Bici, in consiglio passa (a stralci) una mozione dei verdi

Pubblicato il 9 Febbraio 2017 in Agenda, Territorio

parcheggio bici  

Un Alto Adige a misura di bicicletta, il consiglio provinciale ha varato una mozione per spingere l’acceleratore (o meglio, pedalare) verso una mobilità sempre più green di trasporto. Merito di una mozione dei Verdi approvata però con molte modifiche e votata per punti separati. La mozione presentata all’assemblea da Brigitte Foppa evidenziava la carenza nelle aziende di parcheggi coperti per biciclette, spogliatoi e docce per chi arriva in bici, di finanziamenti per l’acquisto di biciclette aziendali. In Germania – e in particolare nel Baden-Württemberg – viene promosso  un concorso per la mobilitá a pedali casa-lavoro, da tre anni organizzato anche in provincia di Bolzano, premia le aziende che sostengono questo mezzo di trasporto, valorizza le buone pratiche, favorisce la combinazione bici-trasporto pubblico locale. Foppa ha proosto quindi 10 misure: 1. perseguire l’obiettivo di una cultura aziendale a misura di bicicletta e stabilire i relativi standard; 2. considerare l’istituzione di agevolazioni fiscali (ad es. IRAP) per le aziende che comprovino d’aver avviato un progetto in questo senso; 3. concedere, in aggiunta o in alternativa al punto 2, contributi provinciali alle aziende e istituzioni che promuovono l’uso della bicicletta; 4. svolgere, nell’ambito della mobilità verde o di progetti simili, opera di promozione e informazione per le aziende, e opera di sensibilizzazione per i soggetti interessati e la popolazione; 5. introdurre un premio o concorso per l’azienda che più promuove la mobilità a pedali in provincia, e/o di istituire un organo preposto a rilasciare questo tipo di certificazione; 6. intensificare i contatti con le istituzioni di formazione e ricerca per promuovere e sviluppare la mobilità in bicicletta; 7. sostenere il cicloturismo anche esentando dalla tassa sul turismo i turisti che arrivano con la bicicletta; 8. facilitare e promuovere radicalmente il trasporto con bici al seguito in treno e autobus; 9. rendere (più) a misura di bicicletta le strutture pubbliche e le aziende a partecipazione provinciale; 10. destinare nuovamente, nella ristrutturazione di piazza Silvius Magnago, una parte della superficie a parcheggio per biciclette come segno visibile di questo orientamento.

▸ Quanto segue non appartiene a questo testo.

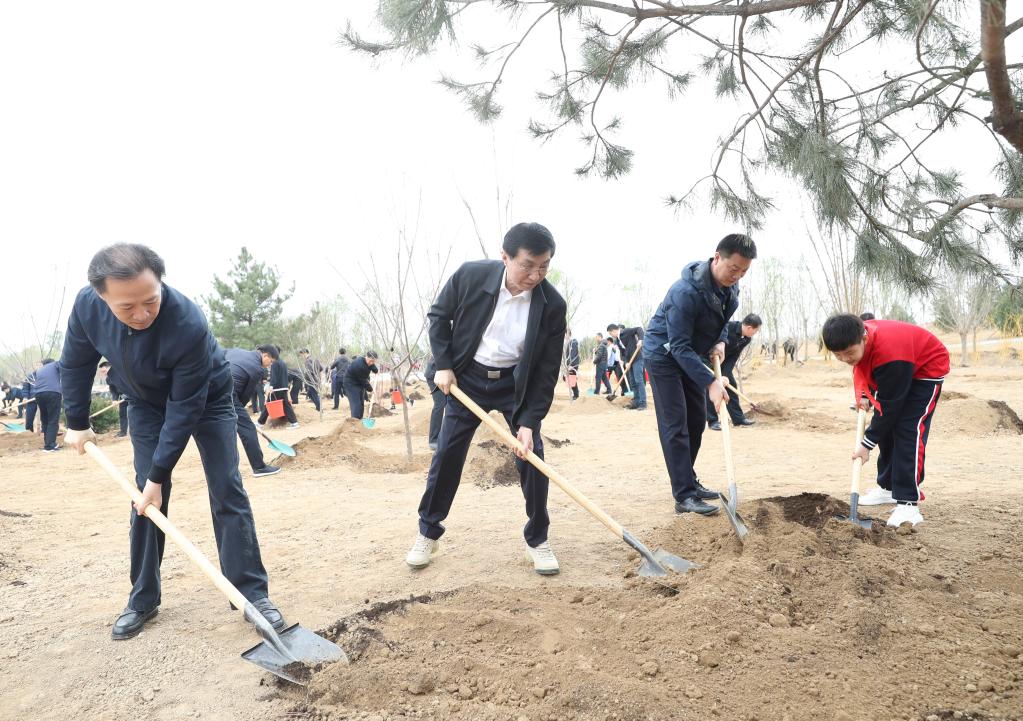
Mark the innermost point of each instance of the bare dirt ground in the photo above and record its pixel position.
(810, 620)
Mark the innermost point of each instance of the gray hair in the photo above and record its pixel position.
(124, 261)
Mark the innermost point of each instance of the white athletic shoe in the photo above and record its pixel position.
(877, 496)
(421, 551)
(905, 513)
(543, 559)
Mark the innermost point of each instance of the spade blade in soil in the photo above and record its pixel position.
(309, 651)
(729, 503)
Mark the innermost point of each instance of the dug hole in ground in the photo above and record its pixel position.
(811, 619)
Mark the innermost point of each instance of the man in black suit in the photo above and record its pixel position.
(496, 330)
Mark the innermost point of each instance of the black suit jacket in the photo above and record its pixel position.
(460, 315)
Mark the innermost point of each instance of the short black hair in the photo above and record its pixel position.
(842, 331)
(124, 261)
(737, 242)
(533, 236)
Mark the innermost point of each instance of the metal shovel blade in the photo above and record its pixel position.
(307, 651)
(729, 505)
(281, 447)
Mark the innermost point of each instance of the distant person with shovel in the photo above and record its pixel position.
(740, 335)
(690, 325)
(496, 330)
(897, 368)
(179, 388)
(248, 369)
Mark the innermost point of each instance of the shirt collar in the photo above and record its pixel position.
(504, 294)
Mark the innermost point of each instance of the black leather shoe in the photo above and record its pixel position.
(270, 613)
(130, 623)
(704, 493)
(695, 505)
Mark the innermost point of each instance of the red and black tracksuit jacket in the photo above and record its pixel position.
(900, 372)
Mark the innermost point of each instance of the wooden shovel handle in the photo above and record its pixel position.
(563, 483)
(725, 421)
(162, 522)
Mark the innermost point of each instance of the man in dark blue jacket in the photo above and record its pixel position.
(179, 387)
(47, 390)
(248, 369)
(740, 335)
(688, 325)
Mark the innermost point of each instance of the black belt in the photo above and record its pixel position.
(490, 372)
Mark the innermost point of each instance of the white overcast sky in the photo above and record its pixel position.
(201, 127)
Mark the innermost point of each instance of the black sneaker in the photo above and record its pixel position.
(695, 505)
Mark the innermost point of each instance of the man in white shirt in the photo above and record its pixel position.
(496, 331)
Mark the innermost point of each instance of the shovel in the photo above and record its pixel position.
(730, 502)
(619, 378)
(655, 564)
(294, 652)
(857, 467)
(278, 446)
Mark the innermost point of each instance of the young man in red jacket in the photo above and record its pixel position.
(898, 368)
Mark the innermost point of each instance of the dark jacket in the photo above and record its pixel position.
(690, 321)
(358, 374)
(48, 378)
(247, 370)
(459, 317)
(175, 364)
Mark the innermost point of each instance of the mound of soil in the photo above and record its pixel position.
(796, 624)
(343, 445)
(976, 416)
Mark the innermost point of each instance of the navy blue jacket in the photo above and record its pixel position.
(690, 321)
(175, 365)
(248, 371)
(48, 378)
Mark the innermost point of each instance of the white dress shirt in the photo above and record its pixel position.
(504, 338)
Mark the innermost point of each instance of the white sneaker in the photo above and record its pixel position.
(877, 496)
(543, 559)
(905, 513)
(421, 551)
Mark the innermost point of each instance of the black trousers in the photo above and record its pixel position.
(680, 406)
(288, 411)
(734, 406)
(250, 439)
(49, 417)
(900, 455)
(452, 446)
(232, 516)
(602, 376)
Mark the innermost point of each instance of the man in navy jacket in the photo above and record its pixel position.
(178, 386)
(248, 370)
(688, 325)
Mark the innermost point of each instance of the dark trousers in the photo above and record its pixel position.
(681, 412)
(900, 454)
(452, 446)
(602, 376)
(313, 394)
(437, 414)
(49, 416)
(232, 516)
(250, 439)
(356, 399)
(288, 411)
(337, 391)
(734, 406)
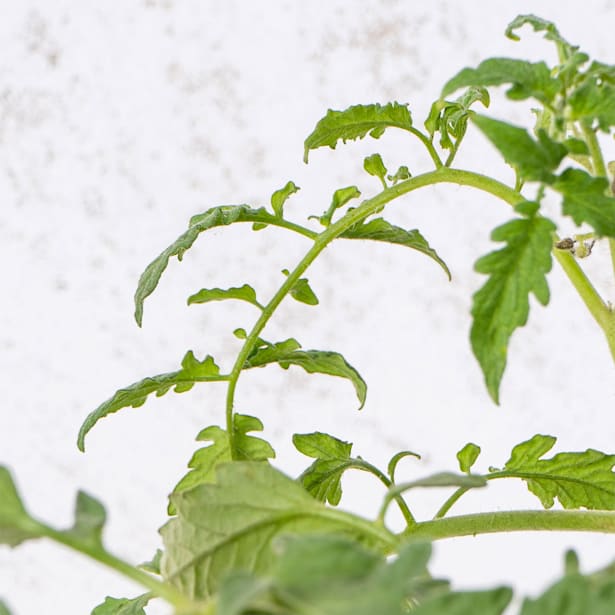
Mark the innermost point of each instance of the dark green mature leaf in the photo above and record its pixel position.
(577, 480)
(323, 478)
(123, 606)
(279, 197)
(502, 304)
(585, 200)
(230, 525)
(467, 457)
(528, 79)
(287, 353)
(243, 293)
(356, 122)
(535, 160)
(491, 602)
(16, 525)
(135, 395)
(379, 229)
(217, 216)
(340, 198)
(205, 460)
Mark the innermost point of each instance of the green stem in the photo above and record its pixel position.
(361, 464)
(375, 204)
(96, 552)
(512, 521)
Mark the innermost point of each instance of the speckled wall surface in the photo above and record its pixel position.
(120, 120)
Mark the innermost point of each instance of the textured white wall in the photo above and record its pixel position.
(120, 120)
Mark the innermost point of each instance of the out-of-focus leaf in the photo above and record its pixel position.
(528, 79)
(323, 478)
(230, 525)
(379, 229)
(577, 480)
(356, 122)
(279, 197)
(467, 457)
(135, 395)
(535, 160)
(243, 293)
(502, 304)
(205, 460)
(123, 606)
(585, 200)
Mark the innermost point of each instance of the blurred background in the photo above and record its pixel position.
(118, 121)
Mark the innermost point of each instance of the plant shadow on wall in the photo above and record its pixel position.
(244, 538)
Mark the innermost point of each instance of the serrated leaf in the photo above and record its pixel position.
(302, 291)
(501, 305)
(123, 606)
(585, 200)
(356, 122)
(243, 293)
(323, 478)
(279, 197)
(16, 526)
(217, 216)
(230, 525)
(374, 166)
(490, 602)
(135, 395)
(528, 79)
(205, 460)
(288, 353)
(577, 480)
(379, 229)
(467, 457)
(535, 160)
(340, 198)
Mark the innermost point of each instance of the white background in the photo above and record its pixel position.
(120, 120)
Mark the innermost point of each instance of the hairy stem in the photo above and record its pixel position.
(512, 521)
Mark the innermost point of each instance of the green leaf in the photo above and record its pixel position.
(528, 80)
(577, 480)
(374, 166)
(243, 293)
(379, 229)
(90, 518)
(323, 478)
(467, 456)
(340, 198)
(491, 602)
(594, 101)
(135, 395)
(205, 460)
(217, 216)
(356, 122)
(502, 304)
(585, 200)
(279, 197)
(16, 526)
(302, 291)
(230, 525)
(287, 353)
(535, 160)
(539, 25)
(123, 606)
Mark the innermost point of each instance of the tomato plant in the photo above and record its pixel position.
(244, 537)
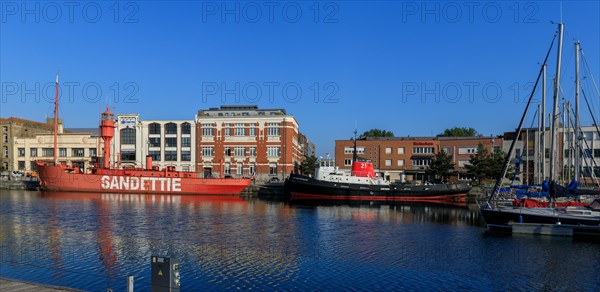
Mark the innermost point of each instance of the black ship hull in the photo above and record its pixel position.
(303, 188)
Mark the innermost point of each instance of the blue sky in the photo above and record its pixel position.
(414, 68)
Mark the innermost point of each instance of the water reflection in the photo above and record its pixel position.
(94, 241)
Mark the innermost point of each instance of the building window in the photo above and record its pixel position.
(78, 152)
(423, 150)
(186, 129)
(47, 152)
(171, 142)
(272, 169)
(273, 129)
(128, 155)
(154, 142)
(239, 151)
(207, 151)
(186, 141)
(239, 130)
(186, 155)
(171, 128)
(170, 155)
(467, 150)
(155, 155)
(154, 128)
(128, 136)
(272, 151)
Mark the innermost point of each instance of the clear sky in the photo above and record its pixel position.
(413, 68)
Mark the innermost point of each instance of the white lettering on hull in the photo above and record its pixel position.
(132, 183)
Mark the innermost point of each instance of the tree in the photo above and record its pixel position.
(458, 132)
(377, 133)
(442, 166)
(479, 164)
(308, 165)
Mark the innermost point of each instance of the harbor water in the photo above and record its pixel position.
(95, 241)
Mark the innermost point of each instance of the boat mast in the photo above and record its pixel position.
(56, 123)
(553, 148)
(577, 132)
(543, 132)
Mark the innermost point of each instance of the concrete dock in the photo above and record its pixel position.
(9, 285)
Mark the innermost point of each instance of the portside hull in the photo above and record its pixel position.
(502, 217)
(54, 178)
(303, 188)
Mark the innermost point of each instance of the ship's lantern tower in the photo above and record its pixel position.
(107, 132)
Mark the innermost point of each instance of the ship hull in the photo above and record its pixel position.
(302, 188)
(56, 178)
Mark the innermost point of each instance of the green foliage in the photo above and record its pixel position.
(486, 165)
(377, 133)
(458, 132)
(442, 166)
(308, 165)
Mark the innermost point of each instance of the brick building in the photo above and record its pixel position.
(18, 128)
(245, 141)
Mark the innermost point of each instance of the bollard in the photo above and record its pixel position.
(130, 284)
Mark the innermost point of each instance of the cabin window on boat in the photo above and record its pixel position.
(170, 155)
(154, 128)
(128, 136)
(171, 128)
(128, 155)
(186, 129)
(78, 152)
(186, 155)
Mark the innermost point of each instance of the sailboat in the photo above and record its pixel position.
(498, 215)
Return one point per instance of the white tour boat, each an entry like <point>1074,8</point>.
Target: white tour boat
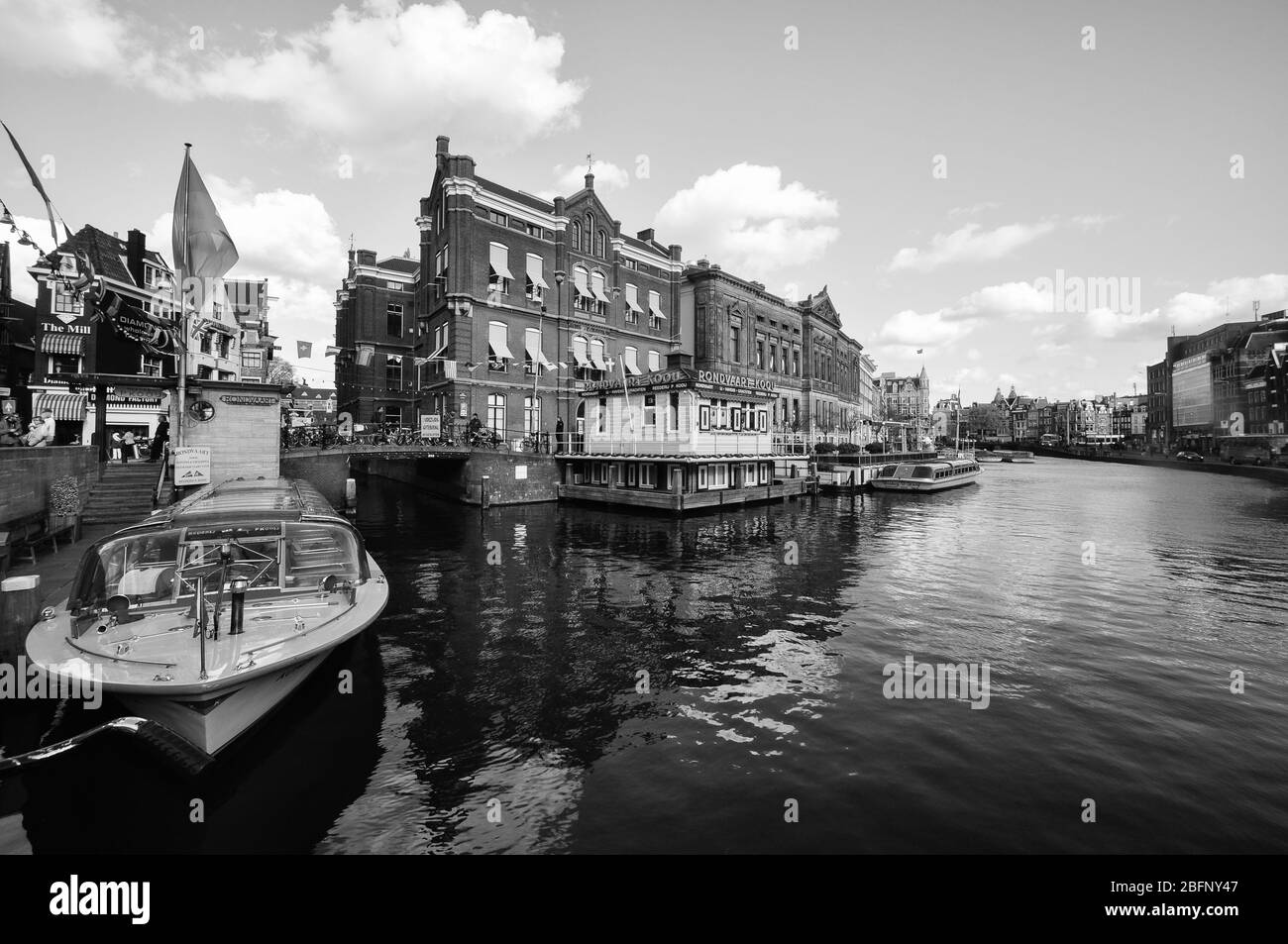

Dopo il dibattito l’assessore Florian Mussner ha spiegato che nel 2014 la Giunta aveva assunto la decisione di fare della provincia una regione modello della e-mobility, promuovendo la mobilitá in bicicletta, elettrica o col treno. Ci si è giá attivati, quindi, a Bolzano c’è già un’elevata quota di lavoratori o studenti che usano la bici: a questo scopo, oltre alle infrastrutture sono importanti le misure di sensibilizzazione. la Giunta ha previsto a questo scopo 550.000 euro l’anno. Mussner ha quindi respinto i punti 2 (siamo contrari ad agevolazioni fiscali),3 (sono giá previste misure in questi settori), 4 (la STA sta giá operando in questo senso), 5 (abbiamo deliberato di rinunciare a premi o certificazioni, basta un unico premio), 7 (no all’agevolazione fiscale), 10 (non va cambiata la decisione presa in Consiglio). Ha quindi accolto punti 1, 6 e 9, con alcune modifiche.  La mozione é stata votata per parti separate: respinte le premesse (8 sí, 16 no, 7 ast.) sono risultati approvati il punto 1 senza le parole “e stabilire i relativi standard”(25 sì, 6 astensioni), il punto 6 (29 sì, 1 astensione),  il punto 8 senza la parola “radicalmente” (31 sì, unanimità), il punto 9 (32 sì, unanimità).